14/05/2024

Elephant’s Massive Migration Return Home After The Number Of Tourists Dwindles

Elephant’s Massive Migration Return Home After The Number Of Tourists Dwindles

In March 2020, a massive migration began when an international travel  brought Thailand’s tourism industry to a sudden halt. Elephant camps, which use more than 2,700 captive elephants for controversial ᴛʀᴇᴋᴋɪɴɢ, ʙᴀᴛʜɪɴɢ and riding tours, were hit by the double whammy of a lack of tourist revenue and relentless gargantuan food bills. Dozens of camps shut down, and elephants and staff were laid off in their thousands.The elephants have been in captivity, some of them for many years, and living in the wild to fend for themselves is not possible. Added to which, the farmers are now burning their land to make way for new crop growth, so their natural habitat is severely ᴄᴏᴍᴘʀᴏᴍɪsᴇᴅ and in many cases, forests have disappeared completely in the short term.

The organization Save Elephant Foundation (SEF), fears that the current crisis will lead to ᴍɪsᴛʀᴇᴀᴛᴍᴇɴᴛ of the elephants by their owners in a desperate attempt to make the animals earn more money. These may include logging over the border in Myanmar street begging, or being sold to zoos.
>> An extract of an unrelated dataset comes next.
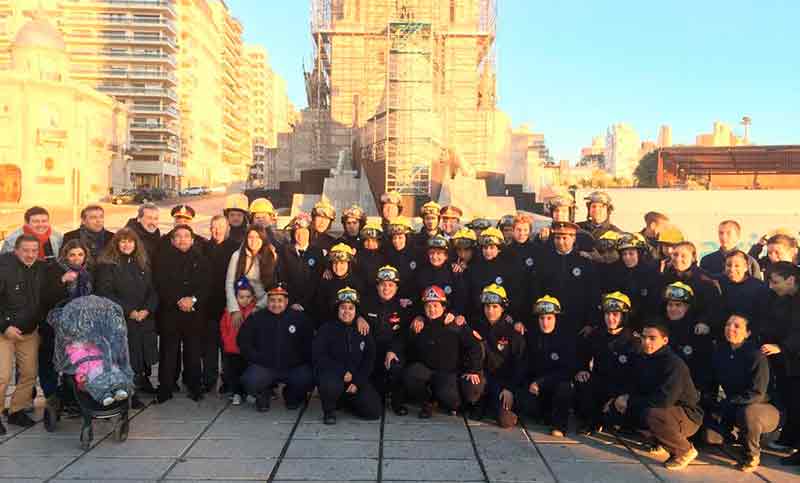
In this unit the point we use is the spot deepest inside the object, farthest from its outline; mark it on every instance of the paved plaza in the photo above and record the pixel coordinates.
(212, 440)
Faced with an uncertain future and looming food shortages in tourism hubs, hundreds of elephants and their keepers trekked back to their native villages, where cash-strapped owners hoped the elephants could forage naturally in the forest until tourism returned. Many of those elephants were leased from owners who live in remote rural locations, where the tradition of keeping elephants goes back generations.

All the elephants that were involved in trekking and other tourist activities now face a very bleak future unless immediate action is taken without delay. Save Elephant Foundation (SEF), is now working on introducing sustainable farming programs to help the many elephants.

There are hundreds of elephants trekking many miles with their mahouts (elephant carers), who have little or no food to sustain them on their journey. Once they arrive back in their native village, there is little or no money to feed them. Lek accompanied a group on the arduous walk home to their Karen villages in northwest Thailand. Their five-day journey of more than 100 kilometers (60 miles) took them across hillsides charred by seasonal fires and through forests where they slept at night. Upon arrival, the elephants and their keepers were warmly welcomed; villagers had prepared fruit for the animals and sang songs in celebration.